The researchers discovered that blocking PTP1B also stimulated the protein AMP-activated protein kinase (AMPK). This is one of the central regulators of cellular and organismal metabolism in cells, and it is activated when intracellular ATP (cell energy) lowers.
Trodusquemine is currently in phase 1 trials for breast cancer, but this is the first time the drug has been tested in animal models of atherosclerosis.
Cardiovascular disease (CVD) is the most prevalent cause of mortality among patients with type 1 or type 2 diabetes, due to accelerated atherosclerosis. Recent evidence suggests a strong link between atherosclerosis and insulin resistance, due to impaired insulin receptor (IR) signalling. Here, we demonstrate that inhibiting the activity of protein tyrosine phosphatase 1B (PTP1B), the major negative regulator of the IR prevents and reverses atherosclerotic plaque formation in an LDLR−/− mouse model of atherosclerosis. Acute (single dose) or chronic PTP1B inhibitor (trodusquemine) treatment of LDLR−/− mice decreased weight gain and adiposity, improved glucose homeostasis and attenuated atherosclerotic plaque formation. This was accompanied by a reduction in both, circulating total cholesterol and triglycerides, a decrease in aortic monocyte chemoattractant protein-1 (MCP-1) expression levels and hyperphosphorylation of aortic Akt/PKB and AMPKα. Our findings are the first to demonstrate that PTP1B inhibitors could be used in prevention and reversal of atherosclerosis development and reduction in CVD risk.
Atherosclerosis is now well regarded as a chronic low-level inflammatory disease accompanied by a failure to initiate anti-inflammatory signalling, thereby preventing successful engagement of pro-resolution mechanisms and a return to tissue homeostasis. In contrast with previous therapies, including those which inhibit pro-inflammatory signalling, current research is focusing on the promotion from pro-inflammation to pro-resolution, as a means to reduce atherosclerotic plaque development, as well as other chronic inflammatory pathologies . Our study revealed a decrease in MCP-1 expression in trodusquemine-treated mice, suggesting that PTP1B inhibition led to a less pro-inflammatory environment. Furthermore, in our model where PTP1B deletion was myeloid specific, these mice exhibited a decrease in pro-inflammatory IL-6 and TNFα, and an increase in pro-resolution IL-10. Finally, a recent study by Zhu et al. found that IL-10 stimulation of AMPKα phosphorylation and subsequent downstream PI3K/Akt/mTORC1 signalling was critical for eliciting the anti-inflammatory properties of this cytokine. Therefore collectively, these data suggest that PTP1B inhibition may contribute in the switch from pro-inflammation to pro-resolution signalling, via IL-10/AMPKα mechanism.

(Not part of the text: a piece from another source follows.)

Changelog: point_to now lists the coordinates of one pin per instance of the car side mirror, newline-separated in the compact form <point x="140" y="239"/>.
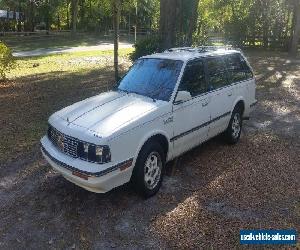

In conclusion, we demonstrate that global pharmacological inhibition of PTP1B, in addition to its anti-diabetic and weight loss benefits, resulted in both the reduction and reversal in atherosclerotic plaque formation under obesogenic conditions (as achieved by chronic and a single dose exposure, respectively). This was achieved via an IR-independent pathway, and instead engaged Akt/AMPKα signalling to promote a decrease in pro-inflammatory environment. Hence our data strongly suggest that PTP1B inhibitors may be used in pathologies other than type 2 diabetes and that those currently in pre-clinical trials, could be repurposed to target chronic inflammatory pathologies, such as atherosclerosis and help to reduce CVD risk.